Comment by jerf
5 months ago
"How hard is it to implement XML/XSLT/XPATH streaming?"
It's actually quite annoying on the general case. It is completely possible to write an XPath expression that says to match a super early tag on an arbitrarily-distant further tag.
In another post in this thread I mention how I think it's better to think of it as a multicursor, and this is part of why. XPath doesn't limit itself to just "descending", you can freely cursor up and down in the document as you write your expression.
So it is easy to write expressions where you literally can't match the first tag, or be sure you shouldn't return it, until the whole document has been parsed.
I think from a grammar side, XPath had made some decisions that make it really hard to generally implement it efficiently. About 10 years ago I was looking into binary XML systems and compiling stuff down for embedded systems realizing that it is really hard to e.g. create efficient transducers (in/out pushdown automata) for XSLT due to complexity of XPath.

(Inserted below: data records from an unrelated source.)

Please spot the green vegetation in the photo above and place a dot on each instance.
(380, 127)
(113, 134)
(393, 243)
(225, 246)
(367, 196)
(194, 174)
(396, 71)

Streaming is defined in the XSLT 3 spec: https://www.w3.org/TR/xslt-30/#streamability. When you want to use streaming, you are confined to a subset of XPath that is "guaranteed streamable", e.g. you can't just freely navigate the tree anymore. There are some special instructions in XSLT such as <xsl:merge> and <xsl:accumulator> that make it easier to collect your results.
Saxon's paid edition supports it. I've done it a few times, but you have to write your XSLT in a completely different way to make it work.
This was as I remember under development at the time. However, if working on bounded memory on communication buffers it, without remembering all the details, it was a pain not because of XSLT but mostly its interactions with XPATH. I was at the time formally looking into hedge grammars and visibly pushdown automata as formal basis, but to me it seemed at the time, that formal complexity was unnecessarily pushed beyond what was straightforward feasible. As I said it was about transforming binary (intermediate) representations of XML. Use case was actually to build message middlewares/routers for IoT stuff at the time. IMHO also the picked binary XML standards where mostly the wrong choice for small embedded systems (interestingly MPEG 7 is btw one of the few standards that supports rather nice streaming binary XML. I think however it is only used in digital broadcasting)
Would it be possible to transform a large XML document into something on-disk that could be queried like a database by the XPath evaluator?
Given the nature of this processing, I think even an NVMe-based disk storage would be awfully slow. (People often forget, or never realize, that the "gigabytes per second" that NVMe yields is for sequential access. Random access is quite a bit slower; still stomps spinning rust, but by much less. And this is going to be a random access sort of job, so we're in the "several multiples slower than RAM" regime of access.) This sort of thing really wants RAM, and even then, RAM with an eye towards cache coherency and other such performance considerations.
You'd basically be building an index into each node.
There's some fast databases that store prefix trees, which might be suitable for such a task actually (something like infinitydb). But building this database will basically take a while (it will require parsing the entire document). But i suppose if reading/querying is going to happen many times, its worth it?
It seems to me one could replace each text node with the offset. Perhaps limit it to longer instances?
Like MarkLogic?